Jasper Ward
Feb 4 (Reuters) – The United Nations Children’s Fund called on countries on Wednesday to criminalize artificial intelligence-generated child sexual abuse content, saying it was alarmed by reports of an increase in the number of artificial intelligence images that sexualize children.
The agency also urges developers to implement safe design methods and guardrails to prevent misuse of AI models. Digital companies should strengthen content moderation by investing in detection technology to prevent the spread of these images, the report said.
“The harm caused by the misuse of deepfakes is real and urgent. Children can’t wait for the law to catch up,” UNICEF said in a statement. Deepfakes are artificial intelligence-generated images, videos and audio that convincingly imitate real people.
UNICEF has also raised concerns about so-called “nudity” of children, where artificial intelligence is used to remove or alter clothing in photos to create fabricated nude or sexualized images.
According to UNICEF, in the past year, at least 1.2 million children in 11 countries have revealed that their images were manipulated into sexually explicit deepfakes.

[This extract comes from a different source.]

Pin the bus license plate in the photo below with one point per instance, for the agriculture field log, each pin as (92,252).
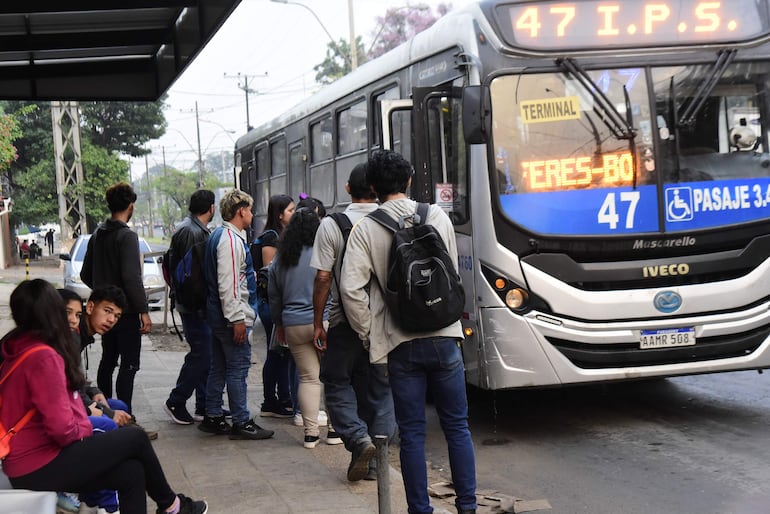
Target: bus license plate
(667,338)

Britain said on Saturday it planned to make it illegal to use artificial intelligence tools to create images of child sex abuse, becoming the first country to do so.
Concerns about the use of artificial intelligence to generate child abuse content have grown in recent years, particularly chatbots such as Elon Musk-owned xAI’s Grok, which has come under scrutiny for producing pornographic images of women and minors.
A Reuters investigation found that chatbots continued to generate these images even when users explicitly warned subjects that they did not consent.
xAI said on January 14 that it was limiting image editing by Grok AI users and blocking users from generating images of people in revealing clothing in “jurisdictions where this is illegal” based on their location. It did not identify those countries. Earlier, it was limited to paying subscribers to use Grok’s image generation and editing features.